Johannas Fest: Riskante Themen-Essen

Darf man alle wieder ausladen, wenn just jene Person, zu deren Ehren man überhaupt eingeladen hat, ausfällt?
Johanna Zugmann

Johanna Zugmann

Gute Gastgeber sind flexibel, verstehen sich auf die Kunst des Improvisierens und haben für alles einen „Plan B“; etwa dafür, dass die bestellte Küchenhilfe sechs Stunden vor Eintreffen der Gäste absagt, oder dass von letzteren vier ausfallen, weil sie ihre Babysitter im Stich gelassen haben. Wenn Gäste, die ursprünglich abgesagt haben, plötzlich doch kommen wollen, kann es eng werden. Und darf man alle wieder ausladen, wenn just jene Person, zu deren Ehren man überhaupt eingeladen hat, ausfällt?

Vor Jahren lud ich zu einem Überraschungsfest für meine Mutter. Sie war eine gebürtige Schweizerin und vermisste auch nach Jahrzehnten in Wien noch ihre Heimat. Seit 1899 zelebrieren unsere westlichen Nachbarn alljährlich am 1. August ihre Bundesfeier.

Ich lieh mir von der Schweizer Botschaft, was die nur so an Deko hergab: Lampions, rote „Fähnlis“ mit dem weißen Kreuz, eine Kuhglocke und CDs mit traditionellen wie auch avantgardistischen Alphornklängen. – Das muss man mögen!

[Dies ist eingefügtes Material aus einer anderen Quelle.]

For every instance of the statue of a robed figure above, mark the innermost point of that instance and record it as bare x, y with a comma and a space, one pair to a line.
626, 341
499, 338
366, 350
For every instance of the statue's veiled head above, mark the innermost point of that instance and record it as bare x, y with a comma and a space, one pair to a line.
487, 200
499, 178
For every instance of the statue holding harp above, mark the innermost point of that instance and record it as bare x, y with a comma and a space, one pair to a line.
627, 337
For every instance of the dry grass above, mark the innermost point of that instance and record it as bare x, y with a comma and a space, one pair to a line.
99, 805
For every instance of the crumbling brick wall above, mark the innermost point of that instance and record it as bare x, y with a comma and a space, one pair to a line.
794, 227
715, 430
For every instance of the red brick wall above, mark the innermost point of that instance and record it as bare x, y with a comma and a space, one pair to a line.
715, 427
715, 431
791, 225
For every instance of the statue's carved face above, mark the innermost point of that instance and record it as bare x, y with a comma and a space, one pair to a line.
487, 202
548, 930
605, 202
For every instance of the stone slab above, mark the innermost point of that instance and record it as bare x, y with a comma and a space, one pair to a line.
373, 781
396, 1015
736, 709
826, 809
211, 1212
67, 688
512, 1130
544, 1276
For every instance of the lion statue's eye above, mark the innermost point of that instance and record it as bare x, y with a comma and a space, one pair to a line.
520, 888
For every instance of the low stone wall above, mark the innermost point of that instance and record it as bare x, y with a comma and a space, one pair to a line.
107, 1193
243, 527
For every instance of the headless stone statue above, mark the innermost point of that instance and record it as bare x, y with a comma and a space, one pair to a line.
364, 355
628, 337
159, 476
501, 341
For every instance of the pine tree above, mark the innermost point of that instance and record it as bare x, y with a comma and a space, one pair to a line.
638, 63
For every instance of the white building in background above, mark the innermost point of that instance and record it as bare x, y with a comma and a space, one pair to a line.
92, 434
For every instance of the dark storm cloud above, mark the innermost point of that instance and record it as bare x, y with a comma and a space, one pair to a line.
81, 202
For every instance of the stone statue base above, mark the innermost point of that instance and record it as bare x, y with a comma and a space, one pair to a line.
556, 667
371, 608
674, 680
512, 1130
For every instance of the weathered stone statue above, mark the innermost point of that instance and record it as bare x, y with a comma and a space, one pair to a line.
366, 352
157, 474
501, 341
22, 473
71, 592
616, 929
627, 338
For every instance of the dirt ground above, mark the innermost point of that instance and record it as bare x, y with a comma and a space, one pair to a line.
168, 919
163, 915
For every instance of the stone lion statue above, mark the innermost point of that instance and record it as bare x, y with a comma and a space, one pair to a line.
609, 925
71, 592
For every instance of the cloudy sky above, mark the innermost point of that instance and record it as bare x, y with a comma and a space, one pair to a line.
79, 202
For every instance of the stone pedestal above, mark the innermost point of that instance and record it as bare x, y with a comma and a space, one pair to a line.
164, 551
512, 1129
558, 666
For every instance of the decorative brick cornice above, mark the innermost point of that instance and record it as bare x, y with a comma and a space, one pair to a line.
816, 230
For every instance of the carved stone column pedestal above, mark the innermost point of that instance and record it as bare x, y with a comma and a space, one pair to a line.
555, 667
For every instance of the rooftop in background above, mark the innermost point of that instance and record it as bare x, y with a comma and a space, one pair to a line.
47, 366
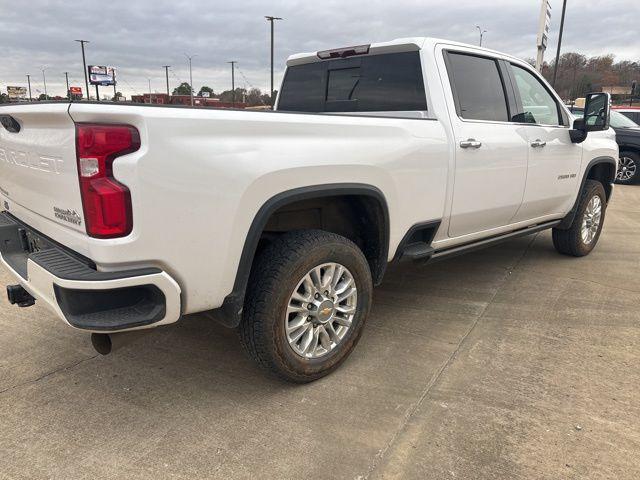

Natürlich waren die paar waschechten Schweizer, die ich kannte, Fixstarter. Weiters lud ich Freunde, die irgendwelche Affinitäten zum Herkunftsland meiner Mutter aufwiesen, ein und brachte es so auf fünfzehn Personen.

Das Motto „rot-weiß“ zog ich bis zum Menü durch: Bündnerfleisch mit Perlzwieberln und natürlich Käsefondue standen auf dem Programm. Als Nachspeise nahm ich mir eine Crostata ai frutti di bosco vor, eine Spezialität, mit der die Tessiner das süße Leben genießen. Zur nationalgerechten Rebsaftbegleitung bestellte ich sogar einen Heida, die Perle der Alpenweine aus dem Wallis, vom mit 1.150 Metern höchsten Weinberg Europas.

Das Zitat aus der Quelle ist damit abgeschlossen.